I just purchased a few new SXT g-5hnd units for testing. I thought all of the new SXT products were going to have a ground screw instead of the loop? Is this old stock or am I missing something?
Also, I am looking at a project that has 3 out buildings that I need to install 3 IP cameras in each. Distance is really short at .04km would you use SXT’s or build up a radio into something like an IT Elite enclosure. I have some concerns on water / ice issues with the SXT’s still.
Also, anyone have any opinions on using the Omnitik as the AP or would you go ptp to maximize thruput?

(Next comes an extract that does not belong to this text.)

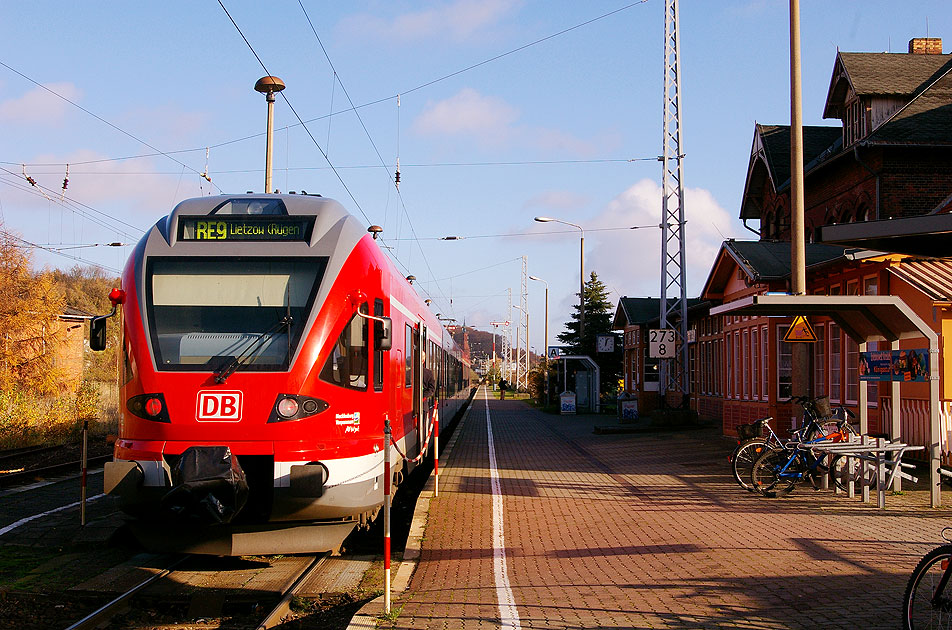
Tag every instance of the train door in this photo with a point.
(419, 404)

I was thinking of ptp links with a 2011 on the roof and then run fiber down to the video recorder
I did some testing today and was able to push two SXT’s into an omnitik at about 30mb per sxt. omni had about 70mb of data on it. I had a 750g at each point to use as the bandwidth test tool. I assume I could get about 15 to 20mb with 3 SXT’s on the omnitik.
I have tested about 100 SXT’s in cold Norwegian winters, and quite rainy climate, about 1,5 years, and I have still not any SXT that have broke in field.

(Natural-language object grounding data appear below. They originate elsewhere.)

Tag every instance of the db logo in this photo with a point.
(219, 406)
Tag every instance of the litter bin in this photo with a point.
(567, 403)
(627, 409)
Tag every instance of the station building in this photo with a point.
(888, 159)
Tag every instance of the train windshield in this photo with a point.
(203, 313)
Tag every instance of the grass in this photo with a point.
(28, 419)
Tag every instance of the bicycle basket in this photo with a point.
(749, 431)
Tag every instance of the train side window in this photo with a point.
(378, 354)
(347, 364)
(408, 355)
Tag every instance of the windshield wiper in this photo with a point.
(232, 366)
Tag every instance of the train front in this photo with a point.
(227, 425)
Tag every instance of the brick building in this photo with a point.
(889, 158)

And we have tested around 100 in the UK and have had around 10% fail rate due to water ingress - only the ones we silicone extensively survived. In my view, (we have around 2,000 Mikrotik radios in the field) use a different solution: Maybe the OmniTIK as distances are not that great, or a 5ghz external radiu from Engenius or UBNT as they are so much better made.
What about a 750UP powering three SXTs instead of the omni? The SXT to SXT links at that distance should be right around 54 mb. Three of them will not saturate a fast ethernet link from the roof to the equipment in your building.
I will be deploying SXT onto a dish antenna but have plans to seal (allowing a small vent hole) and have short Ethernet fly-lead from the SXT to a IP65 box and connect to down lead there, water ingress is a major consideration.